The Compagnie Maritime Belge has close to a hundred oceangoing ships navigating the globe, all supported by CMB Technologies, a branch within the group dedicated to developing new technologies and implementing existing ones. Ultimately, the goal is to make the entire CMB fleet greener, more efficient and more competitive and in June 2016 the decision was taken to develop a small, fast, hydrogen-fueled vessel: the Hydroville.
For CMB, the advantages of hydrogen (H2), as a marine fuel are that it can be extracted from the environment (e.g. from water) relatively simply, and does not release any CO2, particulate matter or sulfur oxides when combusted.

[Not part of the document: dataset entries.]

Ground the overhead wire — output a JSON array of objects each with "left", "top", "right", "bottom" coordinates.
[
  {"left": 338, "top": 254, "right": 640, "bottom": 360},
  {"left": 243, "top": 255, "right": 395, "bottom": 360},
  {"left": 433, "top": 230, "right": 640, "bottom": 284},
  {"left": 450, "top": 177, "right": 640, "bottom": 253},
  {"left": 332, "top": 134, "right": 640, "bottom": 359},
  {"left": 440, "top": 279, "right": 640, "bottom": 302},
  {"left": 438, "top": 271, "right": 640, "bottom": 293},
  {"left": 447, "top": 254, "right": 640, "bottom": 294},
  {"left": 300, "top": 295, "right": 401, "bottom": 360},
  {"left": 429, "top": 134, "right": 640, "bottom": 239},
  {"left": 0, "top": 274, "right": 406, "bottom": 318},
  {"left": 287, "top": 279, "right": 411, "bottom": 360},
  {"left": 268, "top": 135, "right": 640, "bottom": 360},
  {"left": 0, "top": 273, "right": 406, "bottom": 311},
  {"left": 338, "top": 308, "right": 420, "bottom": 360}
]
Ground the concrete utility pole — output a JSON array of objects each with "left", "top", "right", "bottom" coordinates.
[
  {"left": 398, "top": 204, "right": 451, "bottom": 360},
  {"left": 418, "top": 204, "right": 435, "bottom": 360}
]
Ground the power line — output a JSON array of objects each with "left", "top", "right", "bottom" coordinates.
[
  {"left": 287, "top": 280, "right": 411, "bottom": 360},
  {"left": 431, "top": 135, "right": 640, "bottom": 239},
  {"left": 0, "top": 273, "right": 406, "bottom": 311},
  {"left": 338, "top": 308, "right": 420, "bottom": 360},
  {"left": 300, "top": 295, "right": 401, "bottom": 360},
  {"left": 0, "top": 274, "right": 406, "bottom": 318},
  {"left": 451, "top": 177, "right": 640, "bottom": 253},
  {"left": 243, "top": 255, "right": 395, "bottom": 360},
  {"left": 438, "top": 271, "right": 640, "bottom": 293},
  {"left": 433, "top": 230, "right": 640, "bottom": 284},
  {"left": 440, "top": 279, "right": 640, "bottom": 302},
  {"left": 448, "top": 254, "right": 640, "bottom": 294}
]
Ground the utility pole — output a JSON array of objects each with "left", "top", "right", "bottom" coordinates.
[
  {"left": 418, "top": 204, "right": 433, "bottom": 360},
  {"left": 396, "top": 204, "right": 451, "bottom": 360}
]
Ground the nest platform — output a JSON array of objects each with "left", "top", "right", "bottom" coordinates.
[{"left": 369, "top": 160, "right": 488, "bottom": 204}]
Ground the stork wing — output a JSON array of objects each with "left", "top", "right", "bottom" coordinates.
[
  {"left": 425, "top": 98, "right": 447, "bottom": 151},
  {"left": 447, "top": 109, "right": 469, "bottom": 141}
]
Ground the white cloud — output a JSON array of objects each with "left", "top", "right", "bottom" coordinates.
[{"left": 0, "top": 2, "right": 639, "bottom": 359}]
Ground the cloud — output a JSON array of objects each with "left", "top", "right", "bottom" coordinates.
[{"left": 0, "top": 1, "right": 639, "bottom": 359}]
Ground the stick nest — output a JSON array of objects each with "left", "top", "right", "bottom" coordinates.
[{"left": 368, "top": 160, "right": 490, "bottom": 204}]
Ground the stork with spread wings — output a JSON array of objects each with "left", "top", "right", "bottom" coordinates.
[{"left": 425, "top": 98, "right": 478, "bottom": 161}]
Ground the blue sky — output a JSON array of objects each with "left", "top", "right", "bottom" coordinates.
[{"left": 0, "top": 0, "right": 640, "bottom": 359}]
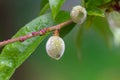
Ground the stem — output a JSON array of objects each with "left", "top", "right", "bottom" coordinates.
[{"left": 0, "top": 19, "right": 72, "bottom": 47}]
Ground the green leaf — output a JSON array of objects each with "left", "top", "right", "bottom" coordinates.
[
  {"left": 85, "top": 0, "right": 111, "bottom": 8},
  {"left": 49, "top": 0, "right": 65, "bottom": 19},
  {"left": 87, "top": 7, "right": 105, "bottom": 17},
  {"left": 85, "top": 0, "right": 111, "bottom": 17},
  {"left": 39, "top": 3, "right": 50, "bottom": 15},
  {"left": 0, "top": 10, "right": 70, "bottom": 80},
  {"left": 40, "top": 0, "right": 49, "bottom": 9}
]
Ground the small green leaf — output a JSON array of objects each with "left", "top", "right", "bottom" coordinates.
[
  {"left": 39, "top": 3, "right": 50, "bottom": 15},
  {"left": 49, "top": 0, "right": 65, "bottom": 19},
  {"left": 85, "top": 0, "right": 111, "bottom": 17},
  {"left": 85, "top": 0, "right": 111, "bottom": 8},
  {"left": 0, "top": 10, "right": 70, "bottom": 80}
]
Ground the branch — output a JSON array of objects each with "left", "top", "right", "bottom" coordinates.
[{"left": 0, "top": 20, "right": 72, "bottom": 47}]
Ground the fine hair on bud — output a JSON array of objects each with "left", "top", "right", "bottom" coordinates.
[
  {"left": 70, "top": 5, "right": 87, "bottom": 24},
  {"left": 46, "top": 35, "right": 65, "bottom": 60}
]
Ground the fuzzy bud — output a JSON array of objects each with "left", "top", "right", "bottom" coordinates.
[
  {"left": 70, "top": 5, "right": 87, "bottom": 24},
  {"left": 46, "top": 36, "right": 65, "bottom": 60}
]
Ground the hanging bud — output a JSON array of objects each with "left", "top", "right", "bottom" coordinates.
[
  {"left": 70, "top": 5, "right": 87, "bottom": 24},
  {"left": 46, "top": 35, "right": 65, "bottom": 60}
]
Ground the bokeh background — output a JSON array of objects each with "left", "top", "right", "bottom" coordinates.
[{"left": 0, "top": 0, "right": 120, "bottom": 80}]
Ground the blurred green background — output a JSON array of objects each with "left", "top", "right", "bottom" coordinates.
[{"left": 0, "top": 0, "right": 120, "bottom": 80}]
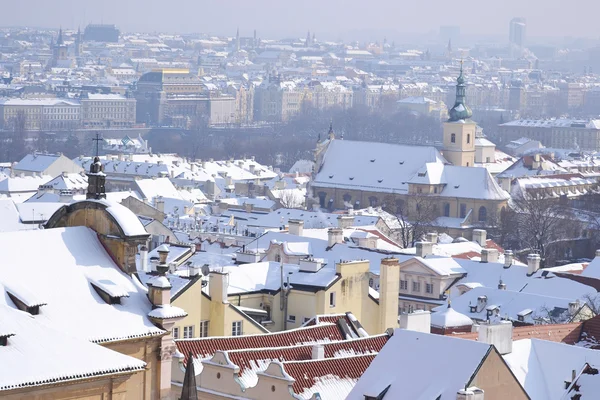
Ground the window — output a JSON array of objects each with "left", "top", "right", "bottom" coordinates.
[
  {"left": 444, "top": 203, "right": 450, "bottom": 217},
  {"left": 200, "top": 321, "right": 208, "bottom": 337},
  {"left": 183, "top": 325, "right": 194, "bottom": 339},
  {"left": 413, "top": 281, "right": 421, "bottom": 292},
  {"left": 478, "top": 206, "right": 487, "bottom": 222},
  {"left": 425, "top": 283, "right": 433, "bottom": 294},
  {"left": 231, "top": 321, "right": 242, "bottom": 336}
]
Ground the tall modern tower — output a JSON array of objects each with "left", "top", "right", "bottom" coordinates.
[{"left": 509, "top": 18, "right": 527, "bottom": 47}]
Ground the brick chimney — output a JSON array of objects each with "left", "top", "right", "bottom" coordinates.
[
  {"left": 527, "top": 254, "right": 541, "bottom": 276},
  {"left": 473, "top": 229, "right": 487, "bottom": 248},
  {"left": 327, "top": 228, "right": 344, "bottom": 247},
  {"left": 415, "top": 242, "right": 433, "bottom": 257},
  {"left": 379, "top": 258, "right": 400, "bottom": 332}
]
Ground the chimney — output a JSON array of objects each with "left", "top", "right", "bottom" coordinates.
[
  {"left": 569, "top": 300, "right": 581, "bottom": 316},
  {"left": 425, "top": 232, "right": 437, "bottom": 244},
  {"left": 140, "top": 246, "right": 150, "bottom": 272},
  {"left": 338, "top": 215, "right": 354, "bottom": 229},
  {"left": 188, "top": 264, "right": 200, "bottom": 278},
  {"left": 473, "top": 229, "right": 487, "bottom": 248},
  {"left": 327, "top": 228, "right": 344, "bottom": 247},
  {"left": 311, "top": 344, "right": 325, "bottom": 360},
  {"left": 527, "top": 254, "right": 541, "bottom": 276},
  {"left": 379, "top": 258, "right": 400, "bottom": 332},
  {"left": 288, "top": 219, "right": 304, "bottom": 236},
  {"left": 400, "top": 310, "right": 431, "bottom": 333},
  {"left": 456, "top": 386, "right": 485, "bottom": 400},
  {"left": 156, "top": 244, "right": 170, "bottom": 267},
  {"left": 208, "top": 271, "right": 229, "bottom": 304},
  {"left": 415, "top": 242, "right": 433, "bottom": 258},
  {"left": 481, "top": 249, "right": 498, "bottom": 263},
  {"left": 478, "top": 321, "right": 512, "bottom": 355},
  {"left": 504, "top": 250, "right": 513, "bottom": 268},
  {"left": 154, "top": 196, "right": 165, "bottom": 213}
]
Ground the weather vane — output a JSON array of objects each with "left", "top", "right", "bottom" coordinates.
[{"left": 92, "top": 132, "right": 102, "bottom": 157}]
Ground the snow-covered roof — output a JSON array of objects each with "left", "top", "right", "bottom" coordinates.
[
  {"left": 346, "top": 329, "right": 490, "bottom": 400},
  {"left": 504, "top": 339, "right": 600, "bottom": 400},
  {"left": 14, "top": 153, "right": 61, "bottom": 173},
  {"left": 0, "top": 304, "right": 146, "bottom": 393},
  {"left": 313, "top": 140, "right": 446, "bottom": 193},
  {"left": 0, "top": 227, "right": 163, "bottom": 343}
]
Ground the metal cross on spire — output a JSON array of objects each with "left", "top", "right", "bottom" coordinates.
[{"left": 92, "top": 132, "right": 102, "bottom": 157}]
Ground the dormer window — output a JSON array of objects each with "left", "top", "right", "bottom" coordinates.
[
  {"left": 5, "top": 285, "right": 47, "bottom": 315},
  {"left": 90, "top": 279, "right": 129, "bottom": 304}
]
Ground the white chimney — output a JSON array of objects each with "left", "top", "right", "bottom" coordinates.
[
  {"left": 456, "top": 386, "right": 485, "bottom": 400},
  {"left": 338, "top": 215, "right": 354, "bottom": 229},
  {"left": 478, "top": 321, "right": 512, "bottom": 355},
  {"left": 481, "top": 249, "right": 498, "bottom": 263},
  {"left": 312, "top": 344, "right": 325, "bottom": 360},
  {"left": 400, "top": 310, "right": 431, "bottom": 333},
  {"left": 415, "top": 242, "right": 433, "bottom": 257},
  {"left": 473, "top": 229, "right": 487, "bottom": 247},
  {"left": 527, "top": 254, "right": 541, "bottom": 275},
  {"left": 569, "top": 300, "right": 581, "bottom": 316},
  {"left": 504, "top": 250, "right": 513, "bottom": 268},
  {"left": 327, "top": 228, "right": 344, "bottom": 247},
  {"left": 288, "top": 219, "right": 304, "bottom": 236},
  {"left": 140, "top": 246, "right": 150, "bottom": 272},
  {"left": 425, "top": 232, "right": 437, "bottom": 244}
]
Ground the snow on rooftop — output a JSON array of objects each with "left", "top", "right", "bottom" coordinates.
[
  {"left": 0, "top": 304, "right": 146, "bottom": 396},
  {"left": 0, "top": 227, "right": 163, "bottom": 342}
]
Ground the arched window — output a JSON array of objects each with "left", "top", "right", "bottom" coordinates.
[
  {"left": 444, "top": 203, "right": 450, "bottom": 217},
  {"left": 317, "top": 192, "right": 327, "bottom": 207},
  {"left": 479, "top": 206, "right": 487, "bottom": 222},
  {"left": 369, "top": 196, "right": 379, "bottom": 207}
]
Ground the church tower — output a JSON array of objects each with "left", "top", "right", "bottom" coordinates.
[{"left": 443, "top": 61, "right": 477, "bottom": 167}]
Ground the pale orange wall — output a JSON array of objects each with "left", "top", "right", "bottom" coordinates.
[{"left": 469, "top": 349, "right": 528, "bottom": 400}]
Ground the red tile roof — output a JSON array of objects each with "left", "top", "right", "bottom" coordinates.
[
  {"left": 283, "top": 354, "right": 376, "bottom": 394},
  {"left": 450, "top": 320, "right": 580, "bottom": 344},
  {"left": 175, "top": 324, "right": 345, "bottom": 365},
  {"left": 227, "top": 334, "right": 389, "bottom": 374}
]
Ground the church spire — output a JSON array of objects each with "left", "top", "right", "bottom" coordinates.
[
  {"left": 448, "top": 60, "right": 473, "bottom": 122},
  {"left": 85, "top": 133, "right": 106, "bottom": 200},
  {"left": 180, "top": 351, "right": 198, "bottom": 400}
]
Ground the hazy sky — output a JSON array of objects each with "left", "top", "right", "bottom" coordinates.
[{"left": 0, "top": 0, "right": 600, "bottom": 39}]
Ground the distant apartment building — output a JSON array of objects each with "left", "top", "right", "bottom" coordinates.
[
  {"left": 499, "top": 118, "right": 600, "bottom": 151},
  {"left": 0, "top": 99, "right": 81, "bottom": 131},
  {"left": 83, "top": 24, "right": 120, "bottom": 43},
  {"left": 81, "top": 93, "right": 136, "bottom": 128}
]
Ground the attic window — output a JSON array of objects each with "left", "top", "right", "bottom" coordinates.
[
  {"left": 0, "top": 332, "right": 15, "bottom": 346},
  {"left": 90, "top": 279, "right": 129, "bottom": 304},
  {"left": 6, "top": 286, "right": 47, "bottom": 315}
]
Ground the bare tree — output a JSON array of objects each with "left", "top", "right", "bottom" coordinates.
[
  {"left": 505, "top": 192, "right": 581, "bottom": 265},
  {"left": 279, "top": 189, "right": 303, "bottom": 208},
  {"left": 382, "top": 193, "right": 438, "bottom": 247}
]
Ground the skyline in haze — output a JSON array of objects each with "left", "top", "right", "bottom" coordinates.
[{"left": 0, "top": 0, "right": 600, "bottom": 40}]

CMB opted for combustion engines because, it says, batteries or fuel cells are less suitable for heavy transport (such as ships and aircraft).
The batteries required for ocean going ships, says CMB “would be so huge that their cost and weight would make them economically unfeasible. The time it takes to charge that kind of battery would be problematic as well. Fuel cells offer more possibilities in that area, but the high cost makes them less suitable for large-scale commercial transport.
The next step CMB envisages will be to fit one of its containerships with a hydrogen-fueled auxiliary engine.
In addition to serving as a commuter shuttle, the Hydroville will occasionally be used for meetings or dinners on board, or to organize a trip to the Port of Antwerp. It will also function as a base for demonstrating the use of hydrogen in shipping, and will be sent out to attend events all around Europe in this context.
The Hydroville is fitted with 16 comfortable seats that can be set up in three different configurations. Besides the commuter configuration, they can also be set up for meetings, with all the seats placed around a large central table. Last but not least, in the cinema configuration, all the seats face the flat-screen TV, for films or presentations. There is an outdoor passenger deck at the stern.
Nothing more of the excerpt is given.